Nel Nord del paese, dove il sole per mesi non riesce a superare la linea dell’orizzonte, si gioca comunque all’aperto, approfittando delle poche ore di alba-tramonto in cui la luce bluastra si riflette sulla neve. Un insegnante locale mi spiega che i bambini escono sempre, tranne quando la temperatura scende sotto i -15°: che sia quella la linea di confine tra bambino e pinguino?

I piccoli norvegesi muovono i primi passi nella natura, cadono tra le foglie, mordicchiano le pigne e impastano terra e acqua per creare gustosi dolci da regalare ai genitori. I giocattoli rimangono in casa: all'aria aperta si inventano ogni giorno nuovi giochi, spinti dalla sola regola della fantasia. Gli adulti accompagnano i bambini in lunghe passeggiate, insegnano a riconoscere le diverse piante dalle foglie, ad orientarsi osservando il muschio, a scegliere i sassi su cui camminare per non perdere l'equilibrio.

Le differenze di genere non sono enfatizzate, tutti possono giocare con le macchinine e con le bambole. Molte bambine arrivano a scuola agghindate come le principesse Disney e tornano a casa la sera con lo stesso vestito sporco di fango, dopo un pomeriggio trascorso a rotolare nel prato. Ci sono bambini che passano la giornata a lottare, imitando i super eroi, poi, esausti, si siedono al tavolino con le bimbe e intrecciano un bracciale di perle da regalare alla mamma.

Non mi sento di dire che questi bambini siano più felici di quelli italiani, credo che la felicità sia una caratteristica dell'infanzia, indipendentemente dal luogo in cui si cresce.

Ho notato un minore protagonismo dei più piccoli: il loro arrivo arricchisce la vita dei genitori, non la stravolge. A volte ho l'impressione che i bambini italiani siano trattati come star: tutta la famiglia li osserva, tutti accorrono se il piccolo cade, tutti tacciono se il bimbo parla. Forse perché sono pochi, piccoli miracoli in un paese sempre più anziano.

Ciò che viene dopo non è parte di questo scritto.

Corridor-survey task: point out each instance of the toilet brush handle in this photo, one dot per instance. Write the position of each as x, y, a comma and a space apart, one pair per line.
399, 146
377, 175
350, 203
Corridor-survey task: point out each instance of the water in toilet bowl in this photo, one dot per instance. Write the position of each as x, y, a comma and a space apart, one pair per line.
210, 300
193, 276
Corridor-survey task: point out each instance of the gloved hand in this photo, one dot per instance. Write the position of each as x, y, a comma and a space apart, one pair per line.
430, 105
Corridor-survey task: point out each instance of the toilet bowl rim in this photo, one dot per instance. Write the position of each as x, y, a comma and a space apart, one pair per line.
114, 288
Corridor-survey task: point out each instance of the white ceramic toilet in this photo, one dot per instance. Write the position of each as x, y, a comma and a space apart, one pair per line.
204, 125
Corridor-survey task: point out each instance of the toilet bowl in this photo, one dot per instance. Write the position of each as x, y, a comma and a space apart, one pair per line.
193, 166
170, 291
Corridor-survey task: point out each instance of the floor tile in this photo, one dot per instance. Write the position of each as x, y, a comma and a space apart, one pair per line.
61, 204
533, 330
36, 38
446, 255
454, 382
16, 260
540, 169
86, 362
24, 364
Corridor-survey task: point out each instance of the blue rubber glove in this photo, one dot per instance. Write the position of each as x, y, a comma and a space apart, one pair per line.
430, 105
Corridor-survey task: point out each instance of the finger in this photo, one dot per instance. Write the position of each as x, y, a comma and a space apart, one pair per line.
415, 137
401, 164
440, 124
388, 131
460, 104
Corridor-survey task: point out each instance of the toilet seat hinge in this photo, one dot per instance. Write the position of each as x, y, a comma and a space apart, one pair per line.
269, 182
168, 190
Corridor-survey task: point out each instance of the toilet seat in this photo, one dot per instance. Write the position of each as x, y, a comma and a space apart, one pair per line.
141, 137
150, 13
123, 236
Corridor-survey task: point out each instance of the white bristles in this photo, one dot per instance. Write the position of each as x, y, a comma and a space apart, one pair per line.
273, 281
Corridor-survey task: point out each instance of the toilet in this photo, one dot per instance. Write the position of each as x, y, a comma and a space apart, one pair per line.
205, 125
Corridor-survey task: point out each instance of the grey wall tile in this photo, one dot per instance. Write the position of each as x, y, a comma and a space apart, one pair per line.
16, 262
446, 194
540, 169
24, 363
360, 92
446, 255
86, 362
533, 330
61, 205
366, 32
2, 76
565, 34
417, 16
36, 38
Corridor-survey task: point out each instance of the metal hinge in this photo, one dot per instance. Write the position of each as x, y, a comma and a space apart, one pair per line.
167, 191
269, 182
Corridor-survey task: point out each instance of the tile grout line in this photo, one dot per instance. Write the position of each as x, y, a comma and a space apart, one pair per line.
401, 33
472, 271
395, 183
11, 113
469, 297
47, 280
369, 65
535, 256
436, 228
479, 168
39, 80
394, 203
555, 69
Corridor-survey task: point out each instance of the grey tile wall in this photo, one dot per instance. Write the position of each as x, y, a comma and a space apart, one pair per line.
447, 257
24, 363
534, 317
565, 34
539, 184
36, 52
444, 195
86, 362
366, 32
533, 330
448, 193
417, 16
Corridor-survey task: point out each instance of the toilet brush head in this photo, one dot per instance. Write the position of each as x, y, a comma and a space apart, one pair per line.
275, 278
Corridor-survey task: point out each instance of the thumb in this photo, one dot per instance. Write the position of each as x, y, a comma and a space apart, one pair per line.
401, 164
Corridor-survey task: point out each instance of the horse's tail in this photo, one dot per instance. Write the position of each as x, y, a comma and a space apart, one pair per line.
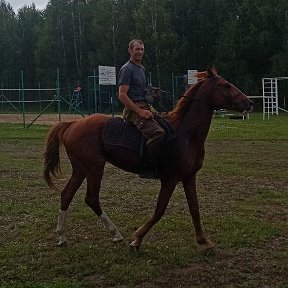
51, 151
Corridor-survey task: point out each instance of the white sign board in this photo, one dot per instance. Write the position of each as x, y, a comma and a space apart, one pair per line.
192, 79
107, 75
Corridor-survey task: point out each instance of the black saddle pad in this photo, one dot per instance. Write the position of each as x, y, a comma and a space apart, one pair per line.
118, 132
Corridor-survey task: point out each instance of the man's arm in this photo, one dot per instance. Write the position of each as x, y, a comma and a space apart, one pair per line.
123, 97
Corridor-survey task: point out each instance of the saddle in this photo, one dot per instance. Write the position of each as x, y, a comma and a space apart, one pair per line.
121, 133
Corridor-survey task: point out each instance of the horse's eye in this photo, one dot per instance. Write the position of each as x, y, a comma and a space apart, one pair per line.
227, 85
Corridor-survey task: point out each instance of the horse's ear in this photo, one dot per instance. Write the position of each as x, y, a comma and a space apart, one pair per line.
212, 71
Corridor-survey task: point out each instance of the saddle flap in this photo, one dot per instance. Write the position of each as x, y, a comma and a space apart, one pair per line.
118, 132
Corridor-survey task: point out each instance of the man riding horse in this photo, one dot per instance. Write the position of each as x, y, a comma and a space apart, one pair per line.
137, 110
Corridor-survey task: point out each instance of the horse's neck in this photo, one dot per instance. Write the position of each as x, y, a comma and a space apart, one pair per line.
196, 121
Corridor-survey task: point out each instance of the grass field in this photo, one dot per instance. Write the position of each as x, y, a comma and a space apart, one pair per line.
243, 195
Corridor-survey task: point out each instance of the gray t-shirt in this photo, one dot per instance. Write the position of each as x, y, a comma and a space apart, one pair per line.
133, 75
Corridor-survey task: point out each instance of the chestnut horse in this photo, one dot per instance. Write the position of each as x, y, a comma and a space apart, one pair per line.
179, 161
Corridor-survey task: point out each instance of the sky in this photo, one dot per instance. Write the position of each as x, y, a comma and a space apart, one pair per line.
16, 4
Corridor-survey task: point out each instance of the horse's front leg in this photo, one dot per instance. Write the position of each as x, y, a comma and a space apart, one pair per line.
189, 185
167, 188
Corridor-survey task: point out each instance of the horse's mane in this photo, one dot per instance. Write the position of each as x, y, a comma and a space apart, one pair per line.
175, 116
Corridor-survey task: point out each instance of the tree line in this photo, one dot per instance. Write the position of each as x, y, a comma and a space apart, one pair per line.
245, 39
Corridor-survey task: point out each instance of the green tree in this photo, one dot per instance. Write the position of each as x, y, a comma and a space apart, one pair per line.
9, 46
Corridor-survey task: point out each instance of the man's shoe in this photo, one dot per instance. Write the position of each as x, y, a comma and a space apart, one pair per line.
148, 175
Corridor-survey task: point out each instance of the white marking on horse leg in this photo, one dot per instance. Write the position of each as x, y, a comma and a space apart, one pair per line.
60, 230
111, 227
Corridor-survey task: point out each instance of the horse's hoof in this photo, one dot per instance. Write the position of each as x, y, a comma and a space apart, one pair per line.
62, 244
207, 247
134, 247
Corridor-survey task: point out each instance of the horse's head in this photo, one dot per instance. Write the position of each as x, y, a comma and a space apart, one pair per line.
223, 94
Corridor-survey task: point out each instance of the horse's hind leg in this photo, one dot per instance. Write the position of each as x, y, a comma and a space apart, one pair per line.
67, 195
167, 188
189, 185
92, 200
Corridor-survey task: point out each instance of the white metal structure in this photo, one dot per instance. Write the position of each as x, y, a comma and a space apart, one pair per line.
270, 96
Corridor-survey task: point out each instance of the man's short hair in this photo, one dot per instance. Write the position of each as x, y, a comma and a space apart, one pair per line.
131, 43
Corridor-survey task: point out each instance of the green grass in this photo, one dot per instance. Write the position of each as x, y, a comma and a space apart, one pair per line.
242, 190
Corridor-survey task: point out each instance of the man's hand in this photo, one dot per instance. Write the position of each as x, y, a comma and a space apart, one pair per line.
143, 113
155, 92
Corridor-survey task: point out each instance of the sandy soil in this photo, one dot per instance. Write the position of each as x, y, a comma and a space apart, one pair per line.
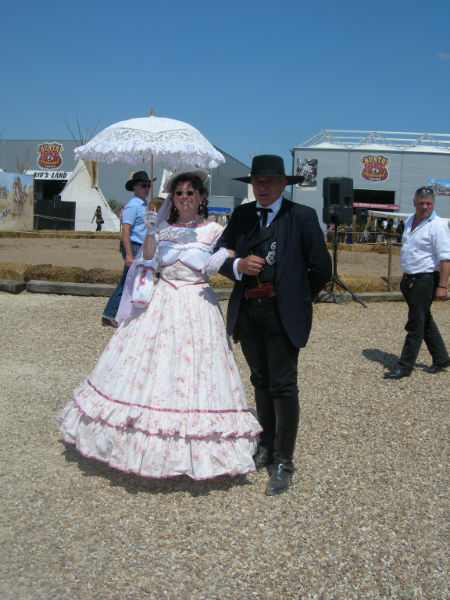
104, 253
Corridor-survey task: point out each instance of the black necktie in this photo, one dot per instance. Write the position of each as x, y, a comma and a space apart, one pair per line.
264, 212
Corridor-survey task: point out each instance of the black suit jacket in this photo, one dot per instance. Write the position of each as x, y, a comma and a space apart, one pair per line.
303, 264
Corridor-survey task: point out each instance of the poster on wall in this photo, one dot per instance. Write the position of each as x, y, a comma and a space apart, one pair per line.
441, 187
374, 167
49, 155
16, 202
308, 169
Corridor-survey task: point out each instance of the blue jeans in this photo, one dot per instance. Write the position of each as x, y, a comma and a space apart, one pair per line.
418, 291
112, 305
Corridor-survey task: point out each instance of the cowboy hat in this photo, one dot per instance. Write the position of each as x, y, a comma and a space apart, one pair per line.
269, 165
200, 173
138, 177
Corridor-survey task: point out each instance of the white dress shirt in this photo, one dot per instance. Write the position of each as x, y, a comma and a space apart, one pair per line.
425, 246
275, 206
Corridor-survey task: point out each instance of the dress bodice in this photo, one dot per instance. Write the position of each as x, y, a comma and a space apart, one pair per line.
183, 250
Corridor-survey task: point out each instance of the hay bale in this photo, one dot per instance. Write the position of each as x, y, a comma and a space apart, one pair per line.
98, 275
52, 273
13, 271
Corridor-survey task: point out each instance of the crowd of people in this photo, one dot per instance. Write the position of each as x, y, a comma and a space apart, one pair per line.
165, 397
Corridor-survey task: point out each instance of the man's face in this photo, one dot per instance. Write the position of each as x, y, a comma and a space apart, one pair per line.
424, 206
268, 189
141, 190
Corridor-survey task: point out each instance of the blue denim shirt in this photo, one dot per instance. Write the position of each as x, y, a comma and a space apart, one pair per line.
133, 214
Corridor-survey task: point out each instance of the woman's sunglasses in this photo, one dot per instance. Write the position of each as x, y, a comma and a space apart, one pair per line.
429, 191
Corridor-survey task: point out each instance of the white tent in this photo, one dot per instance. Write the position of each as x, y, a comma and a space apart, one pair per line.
81, 188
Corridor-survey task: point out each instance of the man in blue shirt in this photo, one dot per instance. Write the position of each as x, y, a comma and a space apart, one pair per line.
133, 236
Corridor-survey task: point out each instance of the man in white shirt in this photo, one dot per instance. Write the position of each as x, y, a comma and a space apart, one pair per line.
425, 263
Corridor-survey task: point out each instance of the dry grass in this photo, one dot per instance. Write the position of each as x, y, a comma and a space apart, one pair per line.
52, 234
47, 272
26, 272
377, 248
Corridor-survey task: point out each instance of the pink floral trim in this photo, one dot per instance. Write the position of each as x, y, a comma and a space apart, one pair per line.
195, 410
133, 472
177, 287
173, 434
193, 226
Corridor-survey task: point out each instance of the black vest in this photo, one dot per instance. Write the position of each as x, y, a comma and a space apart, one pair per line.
263, 243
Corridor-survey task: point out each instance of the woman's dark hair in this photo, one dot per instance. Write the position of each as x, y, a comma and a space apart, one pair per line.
198, 185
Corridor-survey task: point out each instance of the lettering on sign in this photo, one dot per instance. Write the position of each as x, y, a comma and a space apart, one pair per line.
375, 167
60, 175
50, 155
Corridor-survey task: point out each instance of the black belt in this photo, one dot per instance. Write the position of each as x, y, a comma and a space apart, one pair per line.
418, 275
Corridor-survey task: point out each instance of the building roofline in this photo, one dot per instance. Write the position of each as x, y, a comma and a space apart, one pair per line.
395, 140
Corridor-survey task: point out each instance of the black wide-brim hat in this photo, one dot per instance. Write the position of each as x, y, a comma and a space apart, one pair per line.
138, 177
269, 165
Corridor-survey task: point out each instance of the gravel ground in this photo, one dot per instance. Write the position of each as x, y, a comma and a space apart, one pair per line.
365, 518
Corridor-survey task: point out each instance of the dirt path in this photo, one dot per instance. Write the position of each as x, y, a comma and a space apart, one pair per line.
104, 254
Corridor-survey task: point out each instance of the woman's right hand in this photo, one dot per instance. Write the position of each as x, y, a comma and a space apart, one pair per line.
150, 219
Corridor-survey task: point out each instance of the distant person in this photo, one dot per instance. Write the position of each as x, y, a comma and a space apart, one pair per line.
156, 203
119, 216
98, 218
425, 263
133, 235
399, 231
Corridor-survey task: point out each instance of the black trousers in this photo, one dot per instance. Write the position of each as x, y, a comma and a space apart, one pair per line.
272, 359
270, 354
418, 291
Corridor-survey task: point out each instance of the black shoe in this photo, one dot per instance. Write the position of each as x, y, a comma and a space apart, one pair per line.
279, 481
437, 368
262, 457
397, 373
107, 321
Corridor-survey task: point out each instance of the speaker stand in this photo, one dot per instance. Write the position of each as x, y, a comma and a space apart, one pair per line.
335, 280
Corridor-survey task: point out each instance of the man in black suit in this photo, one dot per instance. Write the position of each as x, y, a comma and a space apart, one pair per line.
281, 263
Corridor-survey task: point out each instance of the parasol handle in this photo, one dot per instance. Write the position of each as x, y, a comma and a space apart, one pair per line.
152, 114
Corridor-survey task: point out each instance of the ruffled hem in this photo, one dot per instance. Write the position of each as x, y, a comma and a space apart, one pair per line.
158, 456
225, 423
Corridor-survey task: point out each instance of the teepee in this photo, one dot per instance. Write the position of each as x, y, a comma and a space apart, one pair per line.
82, 188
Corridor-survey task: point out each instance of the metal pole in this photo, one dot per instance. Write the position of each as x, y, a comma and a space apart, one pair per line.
389, 265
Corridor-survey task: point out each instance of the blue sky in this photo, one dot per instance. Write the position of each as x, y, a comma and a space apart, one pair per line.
253, 76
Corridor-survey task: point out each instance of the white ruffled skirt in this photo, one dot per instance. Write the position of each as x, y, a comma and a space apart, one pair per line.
165, 397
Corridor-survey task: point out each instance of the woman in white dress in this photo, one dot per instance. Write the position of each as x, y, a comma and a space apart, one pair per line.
165, 397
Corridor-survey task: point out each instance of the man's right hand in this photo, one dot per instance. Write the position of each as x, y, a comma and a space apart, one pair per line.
251, 265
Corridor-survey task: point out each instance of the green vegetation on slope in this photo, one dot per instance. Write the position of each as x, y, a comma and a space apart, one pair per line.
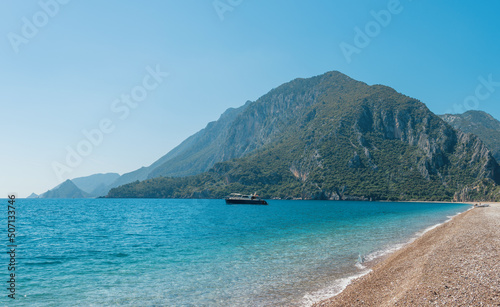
330, 137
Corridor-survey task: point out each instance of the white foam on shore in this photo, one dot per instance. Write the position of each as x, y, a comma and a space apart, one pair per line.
339, 285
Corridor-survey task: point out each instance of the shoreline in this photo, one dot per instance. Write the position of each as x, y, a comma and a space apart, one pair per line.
373, 259
410, 264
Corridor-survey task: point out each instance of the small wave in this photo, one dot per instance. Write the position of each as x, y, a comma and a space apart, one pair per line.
338, 286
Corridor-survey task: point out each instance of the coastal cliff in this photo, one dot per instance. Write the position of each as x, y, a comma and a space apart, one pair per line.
331, 137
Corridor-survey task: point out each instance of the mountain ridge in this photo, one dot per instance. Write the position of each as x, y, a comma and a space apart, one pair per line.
332, 137
480, 123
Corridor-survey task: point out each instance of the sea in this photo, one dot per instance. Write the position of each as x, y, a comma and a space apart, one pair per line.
188, 252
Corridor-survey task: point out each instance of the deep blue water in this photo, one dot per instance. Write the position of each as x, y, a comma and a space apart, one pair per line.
155, 252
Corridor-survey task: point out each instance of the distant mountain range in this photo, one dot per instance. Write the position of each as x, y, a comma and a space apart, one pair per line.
66, 189
326, 137
83, 187
332, 138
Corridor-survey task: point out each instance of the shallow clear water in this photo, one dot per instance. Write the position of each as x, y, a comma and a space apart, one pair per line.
94, 252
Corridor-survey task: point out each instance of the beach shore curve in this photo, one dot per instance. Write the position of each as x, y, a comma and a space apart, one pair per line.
455, 264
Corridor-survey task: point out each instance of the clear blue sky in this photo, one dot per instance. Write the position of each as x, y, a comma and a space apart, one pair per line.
75, 60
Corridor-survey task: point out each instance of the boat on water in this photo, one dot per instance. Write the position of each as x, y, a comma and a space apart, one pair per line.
239, 199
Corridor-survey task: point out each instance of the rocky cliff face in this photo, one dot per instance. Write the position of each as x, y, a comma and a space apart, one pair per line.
331, 137
480, 124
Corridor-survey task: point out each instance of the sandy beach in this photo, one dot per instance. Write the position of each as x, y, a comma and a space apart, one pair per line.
455, 264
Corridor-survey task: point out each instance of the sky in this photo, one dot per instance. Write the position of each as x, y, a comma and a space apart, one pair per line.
110, 86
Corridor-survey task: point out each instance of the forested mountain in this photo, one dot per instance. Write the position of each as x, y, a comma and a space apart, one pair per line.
331, 137
480, 123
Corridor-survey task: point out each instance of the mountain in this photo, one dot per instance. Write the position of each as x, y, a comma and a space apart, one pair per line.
480, 123
332, 137
196, 154
66, 189
97, 184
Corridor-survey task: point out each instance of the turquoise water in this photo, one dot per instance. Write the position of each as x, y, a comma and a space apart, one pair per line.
147, 252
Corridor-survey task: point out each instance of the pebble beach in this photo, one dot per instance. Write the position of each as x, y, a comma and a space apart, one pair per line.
455, 264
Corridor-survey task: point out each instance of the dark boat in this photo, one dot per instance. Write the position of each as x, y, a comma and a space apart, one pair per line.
238, 199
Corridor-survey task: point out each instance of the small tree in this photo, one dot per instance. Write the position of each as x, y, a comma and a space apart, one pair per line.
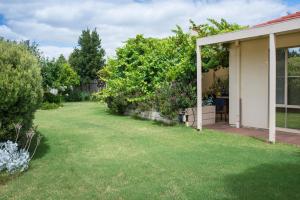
88, 58
58, 75
21, 89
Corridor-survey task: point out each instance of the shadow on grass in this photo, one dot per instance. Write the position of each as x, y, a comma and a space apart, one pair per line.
42, 149
139, 118
267, 181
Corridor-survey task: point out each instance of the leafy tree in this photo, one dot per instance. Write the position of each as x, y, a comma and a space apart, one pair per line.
88, 58
21, 89
161, 73
217, 55
58, 74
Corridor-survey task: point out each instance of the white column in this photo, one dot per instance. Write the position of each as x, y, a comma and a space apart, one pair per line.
238, 84
272, 88
199, 88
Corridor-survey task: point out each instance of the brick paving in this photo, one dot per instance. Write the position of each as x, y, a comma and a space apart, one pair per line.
282, 137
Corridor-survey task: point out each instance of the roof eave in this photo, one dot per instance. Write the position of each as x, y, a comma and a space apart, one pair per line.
291, 25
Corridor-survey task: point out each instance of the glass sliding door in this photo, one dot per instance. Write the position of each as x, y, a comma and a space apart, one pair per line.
288, 88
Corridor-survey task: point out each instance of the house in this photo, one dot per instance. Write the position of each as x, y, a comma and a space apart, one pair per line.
264, 75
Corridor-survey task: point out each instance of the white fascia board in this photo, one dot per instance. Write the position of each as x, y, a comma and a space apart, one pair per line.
286, 26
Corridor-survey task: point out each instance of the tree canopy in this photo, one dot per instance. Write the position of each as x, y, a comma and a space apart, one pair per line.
88, 58
161, 73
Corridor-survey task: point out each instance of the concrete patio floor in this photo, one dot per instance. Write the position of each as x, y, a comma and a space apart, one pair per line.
282, 137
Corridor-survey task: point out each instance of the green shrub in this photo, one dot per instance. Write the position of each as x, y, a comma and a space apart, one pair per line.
77, 95
21, 89
50, 106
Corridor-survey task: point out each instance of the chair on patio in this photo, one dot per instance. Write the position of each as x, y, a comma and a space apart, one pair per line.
221, 108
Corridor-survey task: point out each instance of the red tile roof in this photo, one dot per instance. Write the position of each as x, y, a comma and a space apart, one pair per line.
281, 19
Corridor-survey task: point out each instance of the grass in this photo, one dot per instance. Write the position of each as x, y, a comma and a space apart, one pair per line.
88, 153
293, 120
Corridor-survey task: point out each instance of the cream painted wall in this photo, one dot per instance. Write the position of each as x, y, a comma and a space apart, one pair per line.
232, 84
209, 77
254, 83
253, 79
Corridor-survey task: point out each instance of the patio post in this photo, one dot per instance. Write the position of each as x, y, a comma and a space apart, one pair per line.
272, 88
199, 88
238, 62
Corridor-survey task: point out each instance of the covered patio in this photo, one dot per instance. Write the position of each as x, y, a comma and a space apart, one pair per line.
257, 90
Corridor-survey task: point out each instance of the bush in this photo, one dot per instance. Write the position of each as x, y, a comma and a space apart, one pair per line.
20, 88
12, 159
76, 95
50, 106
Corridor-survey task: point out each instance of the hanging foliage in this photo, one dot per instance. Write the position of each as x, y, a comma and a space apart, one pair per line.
161, 73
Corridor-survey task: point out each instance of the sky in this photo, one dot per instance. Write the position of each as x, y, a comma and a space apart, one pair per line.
56, 24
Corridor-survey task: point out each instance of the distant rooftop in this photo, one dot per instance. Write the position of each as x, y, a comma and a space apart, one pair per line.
281, 19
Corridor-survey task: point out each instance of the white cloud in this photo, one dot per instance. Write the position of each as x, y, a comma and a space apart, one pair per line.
55, 51
55, 24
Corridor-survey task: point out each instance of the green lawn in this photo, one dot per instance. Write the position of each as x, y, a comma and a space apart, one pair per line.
293, 120
88, 153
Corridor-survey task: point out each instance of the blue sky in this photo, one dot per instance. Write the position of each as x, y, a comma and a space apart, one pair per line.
56, 24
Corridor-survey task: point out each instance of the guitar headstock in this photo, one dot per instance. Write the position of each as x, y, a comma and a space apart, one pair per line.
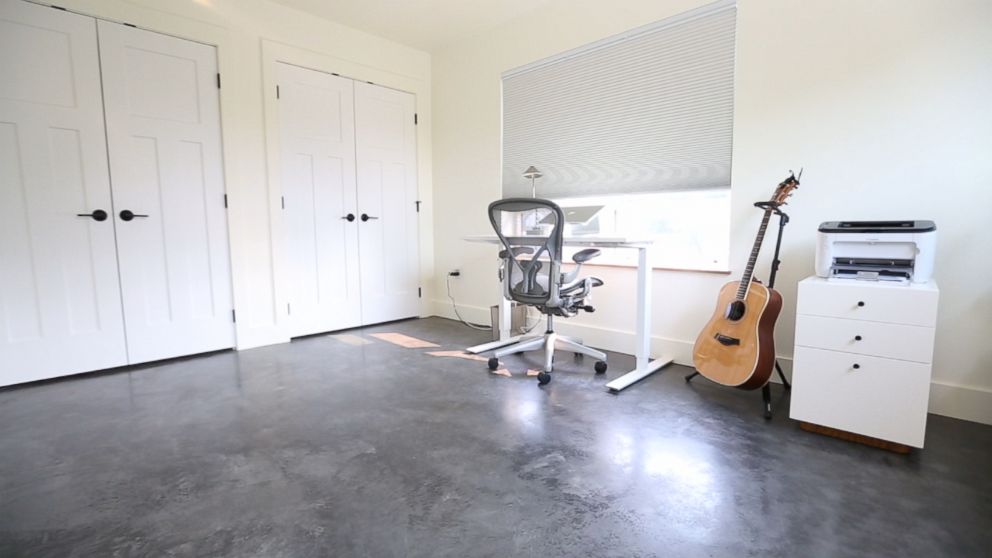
785, 188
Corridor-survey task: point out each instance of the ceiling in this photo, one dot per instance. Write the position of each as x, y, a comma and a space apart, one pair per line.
422, 24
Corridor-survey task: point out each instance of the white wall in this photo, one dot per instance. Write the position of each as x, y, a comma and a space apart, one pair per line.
885, 104
250, 36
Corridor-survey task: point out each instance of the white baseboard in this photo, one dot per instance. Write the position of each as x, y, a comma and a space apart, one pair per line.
962, 402
950, 400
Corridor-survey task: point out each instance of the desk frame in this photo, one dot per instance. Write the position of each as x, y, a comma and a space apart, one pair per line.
644, 366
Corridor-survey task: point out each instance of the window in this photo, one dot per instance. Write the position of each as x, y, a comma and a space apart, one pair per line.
639, 125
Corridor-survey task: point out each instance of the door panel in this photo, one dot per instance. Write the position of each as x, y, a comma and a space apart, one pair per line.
386, 151
317, 138
163, 131
60, 309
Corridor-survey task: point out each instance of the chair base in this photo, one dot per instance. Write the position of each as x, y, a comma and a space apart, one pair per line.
551, 342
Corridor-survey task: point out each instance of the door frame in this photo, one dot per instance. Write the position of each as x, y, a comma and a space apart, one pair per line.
275, 52
209, 36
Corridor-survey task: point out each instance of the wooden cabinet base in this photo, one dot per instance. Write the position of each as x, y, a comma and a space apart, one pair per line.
852, 437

Volendo trovare un difetto al modello educativo norvegese, a volte il tentativo di stimolare l'indipendenza è eccessivo. Ci sono bambini che, con atteggiamenti esasperati, dimostrano il bisogno di una presenza adulta vicino: piccoli cicloni che, nel loro caos, chiedono solo di essere abbracciati, di essere presi per mano, come tutti i bambini.